Respondent-Driven Sampling to Recruit Young Adult Non-Medical Users of Pharmaceutical Opioids: Problems and Solutions
Respondent-driven sampling (RDS) has been promoted as a superior method in recruiting hard-to-reach and hidden populations. Although its application has expanded enormously, there remains a need for empirical data evaluating the performance of RDS in different settings.
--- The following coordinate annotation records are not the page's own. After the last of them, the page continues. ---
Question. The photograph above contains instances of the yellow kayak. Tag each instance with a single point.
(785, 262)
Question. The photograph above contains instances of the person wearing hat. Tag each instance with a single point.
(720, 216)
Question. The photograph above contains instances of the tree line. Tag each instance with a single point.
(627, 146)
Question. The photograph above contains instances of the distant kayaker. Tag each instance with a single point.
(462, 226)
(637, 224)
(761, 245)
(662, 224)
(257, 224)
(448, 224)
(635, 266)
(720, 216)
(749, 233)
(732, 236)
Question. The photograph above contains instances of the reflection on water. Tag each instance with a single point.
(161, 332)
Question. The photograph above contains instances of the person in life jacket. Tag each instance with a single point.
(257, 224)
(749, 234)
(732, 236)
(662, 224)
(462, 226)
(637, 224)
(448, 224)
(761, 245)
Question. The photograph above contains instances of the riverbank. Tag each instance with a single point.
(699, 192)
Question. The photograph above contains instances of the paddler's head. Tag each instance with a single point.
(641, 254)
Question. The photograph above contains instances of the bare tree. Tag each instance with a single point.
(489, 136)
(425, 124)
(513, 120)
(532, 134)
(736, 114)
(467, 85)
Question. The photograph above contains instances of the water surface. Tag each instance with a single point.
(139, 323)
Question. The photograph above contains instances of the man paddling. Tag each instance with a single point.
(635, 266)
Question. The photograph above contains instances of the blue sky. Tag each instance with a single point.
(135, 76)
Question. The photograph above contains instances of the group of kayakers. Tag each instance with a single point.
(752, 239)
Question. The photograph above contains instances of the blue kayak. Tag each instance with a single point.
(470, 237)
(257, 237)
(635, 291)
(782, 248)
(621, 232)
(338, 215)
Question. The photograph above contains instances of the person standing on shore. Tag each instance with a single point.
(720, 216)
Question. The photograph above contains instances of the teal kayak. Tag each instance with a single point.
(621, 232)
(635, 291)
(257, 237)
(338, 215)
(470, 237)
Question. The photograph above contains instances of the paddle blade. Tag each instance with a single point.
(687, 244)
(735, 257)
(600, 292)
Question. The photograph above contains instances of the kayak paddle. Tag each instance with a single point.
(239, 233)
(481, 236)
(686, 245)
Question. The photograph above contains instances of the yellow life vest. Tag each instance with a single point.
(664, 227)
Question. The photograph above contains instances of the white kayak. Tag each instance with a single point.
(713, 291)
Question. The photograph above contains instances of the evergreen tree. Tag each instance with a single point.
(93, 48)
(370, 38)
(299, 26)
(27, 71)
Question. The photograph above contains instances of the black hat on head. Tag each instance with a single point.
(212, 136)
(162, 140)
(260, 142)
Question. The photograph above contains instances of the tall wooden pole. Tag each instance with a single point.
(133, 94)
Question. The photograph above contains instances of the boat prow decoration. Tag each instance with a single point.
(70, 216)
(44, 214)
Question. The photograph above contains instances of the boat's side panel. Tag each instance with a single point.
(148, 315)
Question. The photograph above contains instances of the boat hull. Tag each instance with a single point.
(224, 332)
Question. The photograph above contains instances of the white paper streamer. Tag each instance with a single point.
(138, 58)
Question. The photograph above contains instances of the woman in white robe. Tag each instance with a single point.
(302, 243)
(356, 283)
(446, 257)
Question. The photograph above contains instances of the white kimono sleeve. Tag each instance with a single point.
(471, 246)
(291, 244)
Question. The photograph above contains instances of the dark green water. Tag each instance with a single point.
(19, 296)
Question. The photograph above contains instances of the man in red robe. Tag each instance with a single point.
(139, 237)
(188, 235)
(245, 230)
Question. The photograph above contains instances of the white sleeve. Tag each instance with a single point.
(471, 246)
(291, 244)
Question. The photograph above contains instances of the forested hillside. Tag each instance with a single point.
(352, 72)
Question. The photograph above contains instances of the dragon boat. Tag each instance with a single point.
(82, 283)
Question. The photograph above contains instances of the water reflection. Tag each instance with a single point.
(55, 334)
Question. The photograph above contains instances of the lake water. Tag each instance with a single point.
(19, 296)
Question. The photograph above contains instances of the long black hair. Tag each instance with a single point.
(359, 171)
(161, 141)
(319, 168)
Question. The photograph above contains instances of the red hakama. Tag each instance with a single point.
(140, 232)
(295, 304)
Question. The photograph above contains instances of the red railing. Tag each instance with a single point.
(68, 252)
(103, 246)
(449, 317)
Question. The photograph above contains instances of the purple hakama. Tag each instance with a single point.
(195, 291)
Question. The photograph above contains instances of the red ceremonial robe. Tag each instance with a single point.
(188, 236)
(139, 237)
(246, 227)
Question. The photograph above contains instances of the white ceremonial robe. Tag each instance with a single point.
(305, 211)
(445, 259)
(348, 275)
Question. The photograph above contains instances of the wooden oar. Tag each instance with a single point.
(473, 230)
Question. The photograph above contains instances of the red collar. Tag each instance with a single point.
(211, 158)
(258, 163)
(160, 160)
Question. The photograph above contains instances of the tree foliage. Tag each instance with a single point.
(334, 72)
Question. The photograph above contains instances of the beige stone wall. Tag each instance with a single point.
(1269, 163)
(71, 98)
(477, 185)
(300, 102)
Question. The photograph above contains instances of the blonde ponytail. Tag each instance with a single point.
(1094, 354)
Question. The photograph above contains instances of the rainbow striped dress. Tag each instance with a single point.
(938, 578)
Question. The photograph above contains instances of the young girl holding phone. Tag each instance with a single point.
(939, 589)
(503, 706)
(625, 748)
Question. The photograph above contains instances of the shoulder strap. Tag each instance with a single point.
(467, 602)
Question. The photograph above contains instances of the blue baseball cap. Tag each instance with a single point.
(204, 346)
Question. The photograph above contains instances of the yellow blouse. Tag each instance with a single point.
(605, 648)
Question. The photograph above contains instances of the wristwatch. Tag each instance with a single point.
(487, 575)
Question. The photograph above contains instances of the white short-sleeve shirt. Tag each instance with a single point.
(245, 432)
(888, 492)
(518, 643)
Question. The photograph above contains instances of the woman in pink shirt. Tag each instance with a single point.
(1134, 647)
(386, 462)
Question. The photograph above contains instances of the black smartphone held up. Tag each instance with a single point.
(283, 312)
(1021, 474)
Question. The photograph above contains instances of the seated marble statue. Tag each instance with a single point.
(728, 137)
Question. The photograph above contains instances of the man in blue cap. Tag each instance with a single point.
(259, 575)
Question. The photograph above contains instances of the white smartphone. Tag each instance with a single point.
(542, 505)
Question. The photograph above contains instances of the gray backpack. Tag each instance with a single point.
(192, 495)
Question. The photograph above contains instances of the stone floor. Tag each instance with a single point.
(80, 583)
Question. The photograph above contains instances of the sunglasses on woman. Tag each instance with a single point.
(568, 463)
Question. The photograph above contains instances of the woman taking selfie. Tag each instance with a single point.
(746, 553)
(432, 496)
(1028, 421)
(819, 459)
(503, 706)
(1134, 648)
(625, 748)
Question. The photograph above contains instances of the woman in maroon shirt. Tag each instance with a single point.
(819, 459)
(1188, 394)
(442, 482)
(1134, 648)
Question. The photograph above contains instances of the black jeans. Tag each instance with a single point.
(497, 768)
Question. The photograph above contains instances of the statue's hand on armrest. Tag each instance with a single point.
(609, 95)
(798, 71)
This study describes the application of RDS to recruit a community sample (N = 396) of young adults (18–23 years old) into a natural history study of non-medical pharmaceutical opioid use. Since recruitment targeted non-dependent pharmaceutical opioid users, and applied other eligibility restrictions, several modifications had to be made to make RDS work with this narrowly defined target population. RDS recruitment was less efficient than expected, and produced greater numbers of African American recruits than anticipated. Although the sampling quota was met, sample analysis revealed a lack of equilibrium in terms of ethnic composition and very strong in-group recruitment tendencies among White and African American respondents. This study contributes potentially helpful insights into the strengths and limitations of using RDS which may benefit future studies.
Falck, R. S.,
Nahhas, R. W.,
& Carlson, R. G.
(2012). Respondent-Driven Sampling to Recruit Young Adult Non-Medical Users of Pharmaceutical Opioids: Problems and Solutions. Drug and Alcohol Dependence, 121 (1-2), 23-29.